And when they ask about Jesus we take much the same tack: if Jesus loves us all, why do so many suffer? If the Lord provides, why are so many being driven from their homes and starving? What, they weren’t faithful enough? It doesn’t make sense to us.
So how does Christmas make sense to a family like ours? How do we locate ourselves and our beliefs (if, indeed, we have any) in the season?
Her answer actually isn’t as ridiculous as you might expect:
Humans have long made a habit of feasting in the late fall, to celebrate the end of the harvest and a time of plenty even after the cold and the dark have descended. The ancient Romans celebrated Saturnalia — a pagan winter solstice festival — and decorated their homes with evergreen wreaths, an early predecessor of the Christmas tree. For thousands of years, we’ve done things like this to celebrate human tenacity — our ability to live through fallow times and persevere through the seasons like the green of the fir tree.
The worship of evergreen trees as symbols of eternal life can be traced back to ancient Egyptian, Chinese and Hebrew cultures.

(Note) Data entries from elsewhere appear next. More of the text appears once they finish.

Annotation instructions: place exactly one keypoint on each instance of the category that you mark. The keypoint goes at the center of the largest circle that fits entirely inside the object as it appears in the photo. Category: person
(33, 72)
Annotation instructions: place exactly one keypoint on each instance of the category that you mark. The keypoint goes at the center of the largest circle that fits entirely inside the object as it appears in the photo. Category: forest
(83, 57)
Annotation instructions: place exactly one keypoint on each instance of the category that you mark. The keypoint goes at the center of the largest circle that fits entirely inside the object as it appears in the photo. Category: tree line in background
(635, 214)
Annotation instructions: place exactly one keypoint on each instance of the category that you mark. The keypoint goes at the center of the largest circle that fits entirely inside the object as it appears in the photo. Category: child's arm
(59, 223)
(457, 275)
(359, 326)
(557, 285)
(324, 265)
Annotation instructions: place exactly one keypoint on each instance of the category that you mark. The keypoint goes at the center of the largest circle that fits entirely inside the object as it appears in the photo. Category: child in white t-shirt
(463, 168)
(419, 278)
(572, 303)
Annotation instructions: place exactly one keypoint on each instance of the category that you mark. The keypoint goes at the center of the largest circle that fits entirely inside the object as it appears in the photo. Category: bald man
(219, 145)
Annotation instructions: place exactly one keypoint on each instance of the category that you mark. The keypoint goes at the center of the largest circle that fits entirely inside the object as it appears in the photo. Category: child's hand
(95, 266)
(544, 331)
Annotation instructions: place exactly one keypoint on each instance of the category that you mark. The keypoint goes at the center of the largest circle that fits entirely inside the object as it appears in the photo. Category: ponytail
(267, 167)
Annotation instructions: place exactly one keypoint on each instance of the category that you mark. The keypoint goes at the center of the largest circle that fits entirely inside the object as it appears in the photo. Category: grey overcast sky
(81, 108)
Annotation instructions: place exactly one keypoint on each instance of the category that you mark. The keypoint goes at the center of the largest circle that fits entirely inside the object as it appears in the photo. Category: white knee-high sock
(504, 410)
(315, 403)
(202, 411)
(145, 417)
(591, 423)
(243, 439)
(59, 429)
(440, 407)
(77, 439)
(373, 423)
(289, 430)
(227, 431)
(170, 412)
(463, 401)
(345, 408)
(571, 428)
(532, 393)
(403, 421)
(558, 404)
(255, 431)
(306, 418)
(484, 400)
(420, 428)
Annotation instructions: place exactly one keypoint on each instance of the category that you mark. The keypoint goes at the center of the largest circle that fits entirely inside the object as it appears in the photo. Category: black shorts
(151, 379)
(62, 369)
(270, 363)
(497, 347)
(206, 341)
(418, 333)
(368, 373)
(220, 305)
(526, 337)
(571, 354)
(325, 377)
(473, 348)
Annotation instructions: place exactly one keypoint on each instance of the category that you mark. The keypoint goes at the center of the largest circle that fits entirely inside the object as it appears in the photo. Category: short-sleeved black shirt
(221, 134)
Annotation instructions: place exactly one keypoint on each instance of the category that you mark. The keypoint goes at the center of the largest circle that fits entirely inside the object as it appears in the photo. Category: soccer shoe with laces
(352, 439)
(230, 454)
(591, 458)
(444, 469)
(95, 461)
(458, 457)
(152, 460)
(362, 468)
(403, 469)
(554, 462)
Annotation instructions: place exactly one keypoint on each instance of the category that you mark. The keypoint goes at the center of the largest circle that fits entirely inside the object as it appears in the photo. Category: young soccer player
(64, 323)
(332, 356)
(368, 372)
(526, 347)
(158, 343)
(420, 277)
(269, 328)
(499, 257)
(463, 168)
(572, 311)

The Vikings and Saxons were tree worshippers; their story about St. Boniface and Donar’s Oak led to later Western folklore about evergreens being triangles reflecting the Holy Trinity, sprouting up like arrows pointing to heaven and everlasting life.
In medieval times, the “Tree of Life” mystery play about Adam and Eve was performed on Dec. 24: its set was a tree decorated with apples. Once people started putting up trees in their own homes, they used red balls to decorate the boughs instead of apples. Despite our fall from grace, despite our eviction from the Garden of Eden, we persevere, and the apples are a reminder. Again, it comes down to our desire to celebrate humanity and our hope for eternal life, despite all the struggles we endure.
Although Santa Claus as we know him is a relatively recent creation, Hunter continues, his origins can “be linked to this same impulse we seem to have, to celebrate humanity against all odds.”
The old traditions make sense to her because there’s “no enchanted sleigh [and] no supernatural immaculate conception.”
“The more we are distracted by the magical and the materialistic,” Hunter concludes, “the further we move away from the humanity of the season.”